De voorzieningenrechter van het College heeft in een procedure, waarin een vergunning tot het verrichten van taxivervoer is ingetrokken, geoordeeld dat het enkele opwerpen van de vraag of het bestreden besluit in strijd is met het EG-verdrag niet wordt opgevat als een door de raadsman ingenomen stelling reeds omdat deze vraag iedere motivering ontbeert. Verzoeker stelde deze vraag omdat verweerder de Nederlandse taxiondernemers in een nadeliger concurrentiepositie brengt ten opzichte van hun Europese collega’s. De voorzieningenrechter heeft voorts geoordeeld dat, mede bezien in het licht van het arrest van het Hof van Justitie van de Europese Gemeenschappen van 7 juni 2007 (C-222/05 tot en met C-225/-5, Van der Weerd c.s.) geen reden wordt gezien om deze vraag ambtshalve in het geding te betrekken.

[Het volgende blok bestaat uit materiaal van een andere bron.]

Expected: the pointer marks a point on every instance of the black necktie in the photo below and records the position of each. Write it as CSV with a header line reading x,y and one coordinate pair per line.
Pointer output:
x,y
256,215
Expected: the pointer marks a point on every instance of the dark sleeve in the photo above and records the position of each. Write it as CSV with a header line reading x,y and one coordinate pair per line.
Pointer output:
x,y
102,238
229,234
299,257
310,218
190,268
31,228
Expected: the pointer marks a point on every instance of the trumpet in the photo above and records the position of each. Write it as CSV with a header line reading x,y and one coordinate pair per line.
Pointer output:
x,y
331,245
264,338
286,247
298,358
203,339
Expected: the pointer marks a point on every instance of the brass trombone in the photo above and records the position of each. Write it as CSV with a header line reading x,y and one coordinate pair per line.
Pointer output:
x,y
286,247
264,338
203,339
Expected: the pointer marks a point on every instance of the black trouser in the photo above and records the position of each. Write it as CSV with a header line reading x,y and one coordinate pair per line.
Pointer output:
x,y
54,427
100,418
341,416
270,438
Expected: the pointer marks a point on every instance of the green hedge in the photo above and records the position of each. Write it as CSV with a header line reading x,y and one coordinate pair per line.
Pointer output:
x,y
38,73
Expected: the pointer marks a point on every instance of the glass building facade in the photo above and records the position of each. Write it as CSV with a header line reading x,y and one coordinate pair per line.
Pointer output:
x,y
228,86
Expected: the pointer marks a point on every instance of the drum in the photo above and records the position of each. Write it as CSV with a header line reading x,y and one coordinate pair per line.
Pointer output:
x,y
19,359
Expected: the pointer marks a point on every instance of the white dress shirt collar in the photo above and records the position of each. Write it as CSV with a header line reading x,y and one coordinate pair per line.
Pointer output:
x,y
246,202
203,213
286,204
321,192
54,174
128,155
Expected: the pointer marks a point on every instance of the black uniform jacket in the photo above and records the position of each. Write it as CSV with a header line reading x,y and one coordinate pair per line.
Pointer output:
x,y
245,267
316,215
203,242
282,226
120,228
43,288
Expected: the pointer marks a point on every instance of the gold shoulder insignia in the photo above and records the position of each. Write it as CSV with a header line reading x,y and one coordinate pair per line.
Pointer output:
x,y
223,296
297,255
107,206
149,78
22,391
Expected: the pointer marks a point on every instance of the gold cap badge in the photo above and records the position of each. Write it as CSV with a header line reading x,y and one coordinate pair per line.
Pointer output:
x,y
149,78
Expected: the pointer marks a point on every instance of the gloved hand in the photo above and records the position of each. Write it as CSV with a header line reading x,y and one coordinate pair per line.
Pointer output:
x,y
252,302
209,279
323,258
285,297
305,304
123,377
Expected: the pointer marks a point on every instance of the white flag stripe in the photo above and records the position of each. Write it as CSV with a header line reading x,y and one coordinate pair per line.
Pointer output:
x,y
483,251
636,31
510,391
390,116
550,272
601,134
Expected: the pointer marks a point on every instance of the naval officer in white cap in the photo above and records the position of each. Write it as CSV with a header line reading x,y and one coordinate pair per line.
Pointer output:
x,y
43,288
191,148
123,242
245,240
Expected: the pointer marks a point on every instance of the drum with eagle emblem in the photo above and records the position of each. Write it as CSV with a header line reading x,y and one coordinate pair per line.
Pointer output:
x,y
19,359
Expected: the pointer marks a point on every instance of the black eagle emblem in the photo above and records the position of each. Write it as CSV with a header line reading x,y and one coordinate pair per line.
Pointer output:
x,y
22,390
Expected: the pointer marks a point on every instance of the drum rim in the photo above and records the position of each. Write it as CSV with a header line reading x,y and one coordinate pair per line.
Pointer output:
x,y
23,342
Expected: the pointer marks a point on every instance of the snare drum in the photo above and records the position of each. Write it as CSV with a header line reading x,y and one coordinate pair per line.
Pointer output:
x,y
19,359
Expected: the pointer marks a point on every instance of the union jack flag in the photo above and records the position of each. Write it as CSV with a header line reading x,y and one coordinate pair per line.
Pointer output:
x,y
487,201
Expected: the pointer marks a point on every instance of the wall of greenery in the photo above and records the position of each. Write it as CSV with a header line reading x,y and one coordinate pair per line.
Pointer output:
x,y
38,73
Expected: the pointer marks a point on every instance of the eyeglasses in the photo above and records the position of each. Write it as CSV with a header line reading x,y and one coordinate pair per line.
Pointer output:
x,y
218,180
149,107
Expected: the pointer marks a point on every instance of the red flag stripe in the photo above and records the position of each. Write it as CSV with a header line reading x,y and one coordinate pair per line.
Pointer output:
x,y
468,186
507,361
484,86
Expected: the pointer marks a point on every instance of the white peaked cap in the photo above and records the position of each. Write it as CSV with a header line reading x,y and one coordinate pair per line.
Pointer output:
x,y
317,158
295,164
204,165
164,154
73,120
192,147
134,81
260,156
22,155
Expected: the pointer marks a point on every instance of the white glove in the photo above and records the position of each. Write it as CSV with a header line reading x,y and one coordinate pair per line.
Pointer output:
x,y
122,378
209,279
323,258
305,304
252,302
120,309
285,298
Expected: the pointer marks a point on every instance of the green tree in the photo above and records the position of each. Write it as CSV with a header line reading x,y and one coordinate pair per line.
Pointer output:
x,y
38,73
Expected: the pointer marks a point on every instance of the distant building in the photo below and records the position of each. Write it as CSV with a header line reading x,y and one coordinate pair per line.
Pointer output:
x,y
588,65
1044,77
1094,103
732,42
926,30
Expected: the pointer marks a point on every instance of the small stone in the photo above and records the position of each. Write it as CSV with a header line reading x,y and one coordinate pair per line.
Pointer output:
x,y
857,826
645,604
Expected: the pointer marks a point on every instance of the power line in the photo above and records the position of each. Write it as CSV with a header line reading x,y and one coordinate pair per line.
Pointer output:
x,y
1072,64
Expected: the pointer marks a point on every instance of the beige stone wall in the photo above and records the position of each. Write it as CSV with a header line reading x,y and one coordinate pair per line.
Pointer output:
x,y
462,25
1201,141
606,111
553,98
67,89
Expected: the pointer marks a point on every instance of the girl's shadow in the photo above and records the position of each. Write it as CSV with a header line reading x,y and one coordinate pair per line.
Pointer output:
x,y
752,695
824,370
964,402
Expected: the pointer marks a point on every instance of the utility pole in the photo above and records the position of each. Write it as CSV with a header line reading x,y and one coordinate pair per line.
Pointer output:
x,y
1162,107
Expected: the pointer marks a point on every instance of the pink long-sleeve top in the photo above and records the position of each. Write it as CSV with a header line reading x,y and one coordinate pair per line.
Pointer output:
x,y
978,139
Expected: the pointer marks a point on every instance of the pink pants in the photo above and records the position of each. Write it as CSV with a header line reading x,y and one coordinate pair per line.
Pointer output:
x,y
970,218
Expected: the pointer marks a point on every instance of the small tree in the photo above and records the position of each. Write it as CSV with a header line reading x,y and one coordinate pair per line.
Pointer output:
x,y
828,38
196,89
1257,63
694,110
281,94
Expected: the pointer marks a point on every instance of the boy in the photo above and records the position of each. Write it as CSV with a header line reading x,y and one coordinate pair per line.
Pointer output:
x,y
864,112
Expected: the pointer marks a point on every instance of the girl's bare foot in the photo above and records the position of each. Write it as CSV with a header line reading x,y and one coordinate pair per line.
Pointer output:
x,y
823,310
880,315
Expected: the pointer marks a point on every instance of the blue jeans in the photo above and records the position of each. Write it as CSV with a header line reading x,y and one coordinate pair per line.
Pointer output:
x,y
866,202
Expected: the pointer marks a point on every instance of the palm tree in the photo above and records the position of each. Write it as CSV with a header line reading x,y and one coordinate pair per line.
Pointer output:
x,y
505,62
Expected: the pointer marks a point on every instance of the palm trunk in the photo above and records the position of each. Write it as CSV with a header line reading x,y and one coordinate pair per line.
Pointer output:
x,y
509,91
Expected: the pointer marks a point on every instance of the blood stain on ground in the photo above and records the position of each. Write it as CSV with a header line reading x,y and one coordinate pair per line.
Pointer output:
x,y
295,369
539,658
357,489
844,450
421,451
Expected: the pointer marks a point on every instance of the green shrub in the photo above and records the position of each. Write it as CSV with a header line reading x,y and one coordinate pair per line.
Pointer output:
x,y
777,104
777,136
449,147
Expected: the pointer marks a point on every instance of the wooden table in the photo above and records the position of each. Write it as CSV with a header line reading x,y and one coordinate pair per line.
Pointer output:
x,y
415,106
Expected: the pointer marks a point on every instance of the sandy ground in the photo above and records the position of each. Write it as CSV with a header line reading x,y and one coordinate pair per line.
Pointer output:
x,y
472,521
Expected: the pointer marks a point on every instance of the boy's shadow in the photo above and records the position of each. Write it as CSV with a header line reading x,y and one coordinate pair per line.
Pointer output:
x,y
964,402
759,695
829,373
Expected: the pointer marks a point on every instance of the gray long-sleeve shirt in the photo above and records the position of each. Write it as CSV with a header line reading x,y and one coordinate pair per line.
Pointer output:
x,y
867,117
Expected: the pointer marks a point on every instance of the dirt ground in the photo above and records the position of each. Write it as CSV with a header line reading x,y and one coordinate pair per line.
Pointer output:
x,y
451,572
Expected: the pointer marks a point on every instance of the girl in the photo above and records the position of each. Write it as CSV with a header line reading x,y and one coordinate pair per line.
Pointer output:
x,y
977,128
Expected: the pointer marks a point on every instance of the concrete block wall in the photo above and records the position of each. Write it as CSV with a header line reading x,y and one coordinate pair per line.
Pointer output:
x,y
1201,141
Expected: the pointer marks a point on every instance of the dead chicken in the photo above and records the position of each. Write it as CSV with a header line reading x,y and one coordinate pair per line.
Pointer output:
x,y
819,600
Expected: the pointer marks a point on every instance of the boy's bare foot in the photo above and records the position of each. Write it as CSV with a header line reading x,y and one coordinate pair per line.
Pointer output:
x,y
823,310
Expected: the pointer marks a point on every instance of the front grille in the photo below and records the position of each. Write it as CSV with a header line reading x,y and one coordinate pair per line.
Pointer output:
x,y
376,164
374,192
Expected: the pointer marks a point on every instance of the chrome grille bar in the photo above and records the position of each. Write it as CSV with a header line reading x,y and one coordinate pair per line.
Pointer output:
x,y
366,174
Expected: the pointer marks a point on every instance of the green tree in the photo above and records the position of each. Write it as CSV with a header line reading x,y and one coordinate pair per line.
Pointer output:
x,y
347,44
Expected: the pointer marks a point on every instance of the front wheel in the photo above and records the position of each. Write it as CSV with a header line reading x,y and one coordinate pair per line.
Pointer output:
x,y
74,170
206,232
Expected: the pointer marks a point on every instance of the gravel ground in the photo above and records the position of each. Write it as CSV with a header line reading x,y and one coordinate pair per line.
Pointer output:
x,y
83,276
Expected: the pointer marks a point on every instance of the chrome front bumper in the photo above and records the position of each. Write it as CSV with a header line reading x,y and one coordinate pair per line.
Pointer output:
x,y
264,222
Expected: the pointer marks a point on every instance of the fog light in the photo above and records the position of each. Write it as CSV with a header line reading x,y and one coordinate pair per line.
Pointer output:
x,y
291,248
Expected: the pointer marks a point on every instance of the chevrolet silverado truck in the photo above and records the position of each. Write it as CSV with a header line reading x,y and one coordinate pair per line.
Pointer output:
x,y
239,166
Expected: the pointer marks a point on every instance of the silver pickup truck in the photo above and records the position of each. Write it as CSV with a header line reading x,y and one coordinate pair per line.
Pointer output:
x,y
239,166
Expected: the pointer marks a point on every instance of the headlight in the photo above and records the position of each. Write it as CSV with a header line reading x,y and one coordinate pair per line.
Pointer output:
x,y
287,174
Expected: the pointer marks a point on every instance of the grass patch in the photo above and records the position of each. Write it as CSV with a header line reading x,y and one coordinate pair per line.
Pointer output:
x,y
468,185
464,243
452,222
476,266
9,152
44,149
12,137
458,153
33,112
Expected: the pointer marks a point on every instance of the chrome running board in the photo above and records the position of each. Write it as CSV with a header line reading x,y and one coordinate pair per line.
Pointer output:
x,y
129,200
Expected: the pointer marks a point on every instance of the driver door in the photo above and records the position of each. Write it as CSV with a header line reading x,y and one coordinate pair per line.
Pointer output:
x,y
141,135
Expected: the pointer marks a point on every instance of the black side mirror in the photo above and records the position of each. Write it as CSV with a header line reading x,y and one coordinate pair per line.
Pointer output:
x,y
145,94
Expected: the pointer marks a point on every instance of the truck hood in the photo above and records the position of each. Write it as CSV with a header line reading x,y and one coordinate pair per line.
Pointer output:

Prijs vergelijk ADSL, kabel, glasvezel aanbieders en bespaar geld door over te stappen!
Voorts heeft de voorzieningenrechter geoordeeld dat verweerder de bevoegdheid niet kan worden ontzegd om bedoelde vergunning in te trekken als na onderzoek is gebleken dat geen sprake is van permanent en daadwerkelijk leiding geven. Deze handelwijze is niet in strijd met het vertrouwensbeginsel.
Verweerder heeft voorts in redelijkheid van zijn bevoegdheid tot intrekking van de verleende vergunning gebruik kunnen maken en is in voldoende mate aan de belangen van verzoeker tegemoet gekomen door pas na zeven weken na het bestreden besluit over te gaan tot intrekking van de vergunning.